URL: https://cgit.FreeBSD.org/src/commit/?id=50b52fe14b8949539e7fe583d4578b1f2c96dc59

commit 50b52fe14b8949539e7fe583d4578b1f2c96dc59
Author:     Kevin Bowling <kbowling@FreeBSD.org>
AuthorDate: 2023-08-12 16:31:22 +0000
Commit:     Kevin Bowling <kbowling@FreeBSD.org>
CommitDate: 2023-08-18 01:00:07 +0000

    vlan: Respect IFCAP_LRO mask

    vlan_capabilities(), used by the IFCAP ioctl, was not respecting the
    IFCAP_LRO bit if it was masked by the requestor.

    This prevented if_bridge(4) from automasking LRO with a message like:
    bridge0: can't disable some capabilities on em3.11: 0x400

    This also prevented manually disabling LRO from any vlan interface.

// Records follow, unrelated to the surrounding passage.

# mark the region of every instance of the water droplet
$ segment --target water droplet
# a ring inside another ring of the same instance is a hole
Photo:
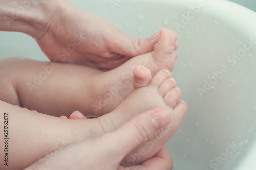
[[[130,28],[130,24],[129,22],[125,22],[125,27],[126,28]]]
[[[144,19],[144,16],[143,16],[141,14],[139,15],[139,16],[138,17],[139,20],[142,21]]]
[[[141,27],[141,26],[139,26],[139,27],[138,27],[138,32],[140,33],[142,32],[142,30],[143,30],[143,29],[142,29],[142,27]]]
[[[165,18],[163,20],[163,25],[165,26],[167,26],[169,24],[169,19],[168,18]]]

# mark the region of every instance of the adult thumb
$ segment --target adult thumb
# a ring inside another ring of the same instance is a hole
[[[115,136],[116,151],[124,157],[136,148],[153,139],[154,135],[167,126],[170,114],[162,108],[155,108],[135,117],[117,130]]]

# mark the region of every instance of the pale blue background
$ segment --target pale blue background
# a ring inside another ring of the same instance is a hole
[[[229,0],[256,11],[256,0]]]

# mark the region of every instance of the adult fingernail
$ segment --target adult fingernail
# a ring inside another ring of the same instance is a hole
[[[170,119],[169,112],[163,109],[160,109],[156,111],[152,114],[151,117],[154,125],[159,128],[168,124]]]
[[[150,39],[151,39],[151,40],[155,40],[156,39],[158,38],[159,35],[160,35],[159,32],[158,31],[153,35],[152,35],[152,36],[150,37]]]

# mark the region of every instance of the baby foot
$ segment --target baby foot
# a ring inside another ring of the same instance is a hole
[[[131,94],[134,89],[132,70],[135,66],[145,66],[153,76],[162,69],[172,71],[178,57],[175,51],[178,47],[177,34],[162,29],[154,36],[159,38],[154,51],[135,57],[119,67],[95,78],[98,80],[98,84],[101,83],[93,90],[98,92],[96,95],[97,100],[91,104],[92,111],[96,115],[112,111]]]
[[[145,67],[136,67],[133,72],[134,90],[114,110],[98,119],[107,133],[115,130],[132,117],[149,109],[160,107],[171,114],[170,123],[164,133],[162,133],[161,138],[158,138],[157,142],[153,142],[153,145],[152,143],[147,145],[146,143],[146,154],[140,155],[139,158],[134,160],[140,163],[156,154],[176,132],[186,112],[187,106],[184,101],[178,102],[181,92],[176,87],[176,82],[169,71],[161,70],[153,78],[150,70]],[[139,149],[135,151],[138,150]],[[130,154],[125,160],[134,159],[131,157],[133,156]]]

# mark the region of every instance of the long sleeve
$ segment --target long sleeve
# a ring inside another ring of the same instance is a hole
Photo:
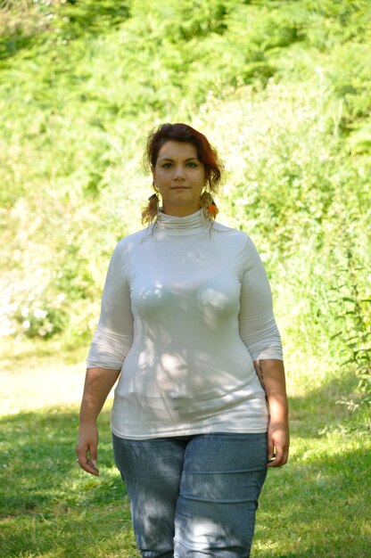
[[[252,360],[283,360],[280,334],[272,308],[272,294],[263,263],[247,238],[246,271],[241,288],[240,335]]]
[[[87,368],[120,370],[133,342],[133,315],[124,254],[125,245],[121,241],[108,267],[101,316],[87,359]]]

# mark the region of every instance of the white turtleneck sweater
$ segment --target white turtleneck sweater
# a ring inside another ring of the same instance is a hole
[[[119,242],[87,367],[120,370],[111,413],[128,439],[264,432],[253,361],[282,360],[263,264],[250,237],[202,211],[161,214]]]

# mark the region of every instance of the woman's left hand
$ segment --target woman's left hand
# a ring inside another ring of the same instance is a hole
[[[282,467],[289,458],[290,434],[288,421],[269,418],[267,432],[268,467]]]

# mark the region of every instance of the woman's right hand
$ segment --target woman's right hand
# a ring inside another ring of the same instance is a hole
[[[76,446],[77,461],[87,472],[96,477],[99,469],[96,466],[98,456],[98,429],[96,423],[80,423],[78,444]]]

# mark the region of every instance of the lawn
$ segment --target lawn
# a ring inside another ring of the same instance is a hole
[[[41,358],[38,366],[32,363],[23,391],[17,375],[24,373],[2,373],[8,386],[13,374],[17,391],[12,411],[1,417],[0,554],[137,556],[125,485],[111,455],[111,399],[100,416],[101,476],[88,477],[74,455],[78,393],[72,390],[82,382],[83,363],[65,366],[64,390],[61,382],[50,388],[63,367],[55,371],[51,357]],[[34,373],[37,382],[32,382]],[[40,408],[43,373],[54,405],[47,406],[43,399]],[[366,558],[371,544],[367,415],[336,404],[354,391],[356,382],[343,374],[311,390],[301,387],[300,395],[291,383],[291,458],[284,468],[268,472],[252,556]],[[66,404],[70,392],[76,401]],[[61,403],[55,405],[58,394]],[[19,410],[22,406],[26,410]]]

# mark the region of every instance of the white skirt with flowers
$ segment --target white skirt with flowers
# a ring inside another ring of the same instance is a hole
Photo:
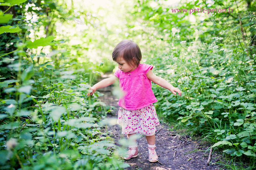
[[[146,136],[154,135],[156,126],[160,124],[153,104],[138,110],[126,110],[120,107],[117,124],[123,127],[122,134],[137,133]]]

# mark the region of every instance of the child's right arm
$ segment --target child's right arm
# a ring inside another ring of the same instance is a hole
[[[92,91],[90,92],[91,95],[93,95],[93,94],[96,91],[97,89],[108,86],[113,84],[119,80],[119,78],[115,75],[113,75],[111,77],[101,80],[90,88],[90,89],[91,90],[90,91],[91,91],[92,90]],[[90,94],[90,91],[88,92],[87,94],[87,96],[88,96]]]

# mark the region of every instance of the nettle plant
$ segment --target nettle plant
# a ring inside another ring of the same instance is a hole
[[[12,17],[4,13],[0,20],[8,25],[0,27],[0,34],[20,34],[12,35],[13,51],[0,54],[1,169],[114,170],[129,166],[112,152],[118,147],[111,139],[101,137],[101,128],[107,123],[101,119],[110,111],[97,101],[101,94],[96,92],[93,99],[85,96],[97,70],[93,74],[91,70],[74,69],[69,64],[71,59],[65,56],[68,52],[38,56],[33,49],[65,41],[53,41],[52,36],[27,40],[26,24],[11,24]],[[20,27],[26,28],[25,32]],[[46,56],[45,63],[35,62],[34,58]],[[56,56],[61,62],[57,63]]]

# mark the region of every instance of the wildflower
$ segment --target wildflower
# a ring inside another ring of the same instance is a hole
[[[187,41],[182,41],[181,42],[181,44],[185,44],[186,42],[187,42]]]
[[[13,150],[17,144],[18,143],[16,139],[11,138],[6,142],[6,148],[8,150],[11,151]]]

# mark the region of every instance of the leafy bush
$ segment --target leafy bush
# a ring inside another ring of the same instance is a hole
[[[21,3],[25,1],[12,1],[5,5],[14,8],[15,4],[30,5]],[[56,10],[54,4],[46,5],[45,8]],[[114,170],[127,167],[114,154],[113,150],[118,147],[111,138],[101,137],[101,127],[104,125],[101,119],[106,112],[105,104],[97,101],[99,93],[92,99],[85,96],[98,71],[93,74],[91,68],[77,67],[77,60],[66,56],[69,51],[58,50],[60,45],[48,54],[33,52],[38,47],[54,47],[65,41],[54,41],[51,35],[28,40],[27,24],[19,15],[24,11],[19,10],[16,17],[11,20],[10,14],[0,16],[6,25],[0,27],[0,36],[5,43],[5,49],[1,47],[0,53],[1,169]],[[11,34],[15,32],[18,34]],[[11,35],[14,45],[11,48],[6,47],[7,34]],[[40,57],[47,59],[40,62]]]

    PR:             254596
    Reported by:    Paul Vixie <paul@redbarn.org>

    (cherry picked from commit b1a39c31a3569bd045a0f40057c3773fc8166f6d)

 sys/net/if_vlan.c | 2 +-
 1 file changed, 1 insertion(+), 1 deletion(-)
Comment 19 Kevin Bowling freebsd_committer freebsd_triage 2023-08-18 01:02:14 UTC
Passing to Ed per above comment about EN.
Comment 20 Mark Linimon freebsd_committer freebsd_triage 2024-01-10 03:30:30 UTC
^Triage: to committer: was the EN for 12.3 ever completed?
Comment 21 Mark Linimon freebsd_committer freebsd_triage 2024-06-14 04:17:56 UTC
^Triage: 12.3 has since gone EOL.  The idea of an EN is now OBE.